I'm trying to prove this original statement :
Let suppose that $f$ is a function that admits a Taylor expansion such that $$ \forall x\in \mathbb{R}, \ > f\left(x\right)=\sum_{n=0}^{+\infty}a_nx^n $$ with $a_n \in \left\{0,1\right\}$ and that $$f\left(\frac{2}{3}\right)=\frac{3}{2}$$
Prove that $\displaystyle f\left(\frac{1}{2}\right)$ is irrational.

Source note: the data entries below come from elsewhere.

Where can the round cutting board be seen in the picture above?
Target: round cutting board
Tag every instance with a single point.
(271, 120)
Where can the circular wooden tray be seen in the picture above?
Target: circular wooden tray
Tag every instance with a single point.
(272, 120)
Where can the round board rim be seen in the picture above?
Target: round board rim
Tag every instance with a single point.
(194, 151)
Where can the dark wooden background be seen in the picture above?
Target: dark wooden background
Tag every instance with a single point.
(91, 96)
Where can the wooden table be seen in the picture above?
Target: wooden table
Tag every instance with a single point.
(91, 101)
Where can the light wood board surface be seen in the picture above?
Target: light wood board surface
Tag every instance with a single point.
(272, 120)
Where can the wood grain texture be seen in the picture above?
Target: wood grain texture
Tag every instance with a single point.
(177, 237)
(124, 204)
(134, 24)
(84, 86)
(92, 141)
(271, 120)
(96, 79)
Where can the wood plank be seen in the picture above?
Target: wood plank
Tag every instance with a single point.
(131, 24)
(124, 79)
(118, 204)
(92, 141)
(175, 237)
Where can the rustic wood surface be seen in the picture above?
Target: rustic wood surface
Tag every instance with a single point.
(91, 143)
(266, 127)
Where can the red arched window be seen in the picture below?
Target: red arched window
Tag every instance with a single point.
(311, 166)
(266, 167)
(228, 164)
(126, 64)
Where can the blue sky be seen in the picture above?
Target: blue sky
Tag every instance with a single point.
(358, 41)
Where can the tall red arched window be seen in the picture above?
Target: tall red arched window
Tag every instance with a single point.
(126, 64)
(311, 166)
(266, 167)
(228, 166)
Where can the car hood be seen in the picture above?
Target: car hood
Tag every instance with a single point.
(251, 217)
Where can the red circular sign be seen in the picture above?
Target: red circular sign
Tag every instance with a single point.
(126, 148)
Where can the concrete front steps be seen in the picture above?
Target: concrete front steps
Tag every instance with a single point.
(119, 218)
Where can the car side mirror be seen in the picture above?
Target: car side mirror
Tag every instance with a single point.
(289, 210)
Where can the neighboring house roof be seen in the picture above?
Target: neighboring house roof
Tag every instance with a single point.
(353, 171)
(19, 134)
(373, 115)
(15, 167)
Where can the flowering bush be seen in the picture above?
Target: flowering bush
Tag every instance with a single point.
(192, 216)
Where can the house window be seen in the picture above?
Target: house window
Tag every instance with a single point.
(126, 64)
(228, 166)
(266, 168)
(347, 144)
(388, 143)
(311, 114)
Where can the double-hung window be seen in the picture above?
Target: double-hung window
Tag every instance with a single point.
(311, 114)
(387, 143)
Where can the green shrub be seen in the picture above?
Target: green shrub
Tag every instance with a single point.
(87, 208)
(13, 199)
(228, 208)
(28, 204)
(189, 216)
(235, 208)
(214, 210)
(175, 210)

My idea was to prove it by supposing the existence of two integers $p$ and $q$ with $p \wedge q=1$ such that $$ f\left(\frac{1}{2}\right)=\frac{p}{q} $$ and to show that there is a contradiction. With the hypothesis i only know that $$ \sum_{n=0}^{+\infty}a_n\left(\frac{2}{3}\right)^n=\frac{3}{2} $$ Maybe I could use that $$ \sum_{n=0}^{+\infty}a_n\left(\frac{2}{3}\right)^n\sum_{n=0}^{+\infty}\frac{a_n}{3^n}=\frac{3}{2}f\left(\frac{1}{2}\right) $$ and to use Cauchy's product but it seems not the right way. Any help ?